Rutledge Avenue Reality

IMG_2206Perhaps the most exquisitely-detailed i exterior in Charleston can be found at the Isaac Jenkins Mikell house on Rutledge Avenue. Built in 1853 by Mikell, and Edisto Island planter, the house at that time overlooked the Ashley River. This period in antebellum Charleston represented the epitome of the city’s architectural elegance, and Mikell chose to build a massive side-hall single house Roman Revival style, not Greek Revival as is commonly stated. Most noteworthy of the details built into the house is the elegant piazza, with its distinctive column capitals decorated with two rows of Acanthus leaves below rams’ heads. This style has been erroneously called “Tower of the Winds”, which it is not. This style of capital is called the Composite Order, and was patterned after the famous Arch of Septimus Severus in Rome. Rams and Bulls were common motifs in Roman architecture, representing animal sacrifices to the gods. The “Tower of the Winds” comes from a Greek motif near the Acropolis in which the capitals feature a row of acanthus leaves below a row of palm leaves.

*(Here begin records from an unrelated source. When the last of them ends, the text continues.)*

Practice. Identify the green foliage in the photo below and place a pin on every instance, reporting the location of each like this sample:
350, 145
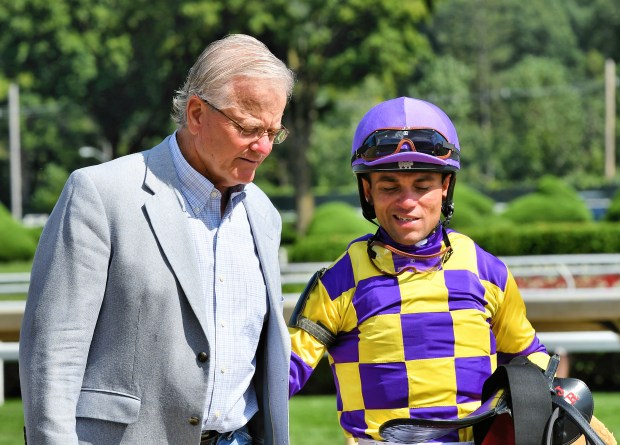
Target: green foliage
471, 207
553, 201
542, 239
18, 243
333, 227
613, 211
338, 218
46, 195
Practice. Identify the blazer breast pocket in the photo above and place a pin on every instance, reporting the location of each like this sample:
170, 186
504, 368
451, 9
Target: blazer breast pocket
108, 405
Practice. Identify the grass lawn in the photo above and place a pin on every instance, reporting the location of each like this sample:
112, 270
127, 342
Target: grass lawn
313, 419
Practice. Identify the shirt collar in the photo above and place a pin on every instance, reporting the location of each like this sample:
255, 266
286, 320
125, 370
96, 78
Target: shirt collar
195, 187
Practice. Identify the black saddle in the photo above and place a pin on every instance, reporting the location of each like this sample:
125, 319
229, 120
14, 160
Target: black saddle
544, 410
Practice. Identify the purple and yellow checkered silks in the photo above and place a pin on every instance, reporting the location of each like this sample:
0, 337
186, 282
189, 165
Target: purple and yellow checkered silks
415, 345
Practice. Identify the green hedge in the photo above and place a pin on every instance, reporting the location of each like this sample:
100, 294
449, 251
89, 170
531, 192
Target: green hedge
502, 240
547, 238
18, 243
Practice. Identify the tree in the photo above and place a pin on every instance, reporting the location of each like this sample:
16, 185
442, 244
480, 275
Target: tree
121, 60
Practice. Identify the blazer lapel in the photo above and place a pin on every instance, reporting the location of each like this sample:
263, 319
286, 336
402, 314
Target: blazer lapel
269, 261
166, 211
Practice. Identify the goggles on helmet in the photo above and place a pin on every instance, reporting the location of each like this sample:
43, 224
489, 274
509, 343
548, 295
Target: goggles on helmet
387, 142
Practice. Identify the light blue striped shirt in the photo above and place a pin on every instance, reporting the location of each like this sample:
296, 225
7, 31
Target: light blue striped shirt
235, 295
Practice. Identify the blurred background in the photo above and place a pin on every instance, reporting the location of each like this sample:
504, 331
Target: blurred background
530, 86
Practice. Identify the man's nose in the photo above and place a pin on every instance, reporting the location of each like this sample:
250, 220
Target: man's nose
262, 145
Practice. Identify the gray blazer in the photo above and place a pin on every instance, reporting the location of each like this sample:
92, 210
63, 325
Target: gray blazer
114, 326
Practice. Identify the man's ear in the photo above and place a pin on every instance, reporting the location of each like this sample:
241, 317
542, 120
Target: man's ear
445, 184
195, 113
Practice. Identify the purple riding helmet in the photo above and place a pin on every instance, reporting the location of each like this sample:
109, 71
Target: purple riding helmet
406, 134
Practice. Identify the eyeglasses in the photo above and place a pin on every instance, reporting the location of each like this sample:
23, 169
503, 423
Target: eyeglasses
406, 262
387, 142
275, 136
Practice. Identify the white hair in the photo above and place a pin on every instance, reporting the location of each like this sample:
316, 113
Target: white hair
234, 56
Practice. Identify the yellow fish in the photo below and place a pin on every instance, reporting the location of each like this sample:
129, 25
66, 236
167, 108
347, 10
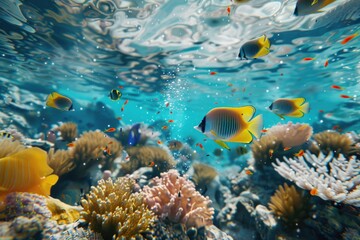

The gates to the Mikell house were done by the famous German-born ironsmith Christopher Werner, and are some of the most ornate examples of this talented ironsmith, whose work seems to be forgotten in the recent obsession over the ironwork of Philip Simmons.

Certain trends in conveying Charleston’s history are erroneous and need correcting. One is that the Mikell house is Roman Revival with columns featuring the Composite order, and the other is that the house’s gates were done by the Christopher Werner, who, despite the attention paid Mr. Simmons, was the greatest of all Charleston ironsmiths.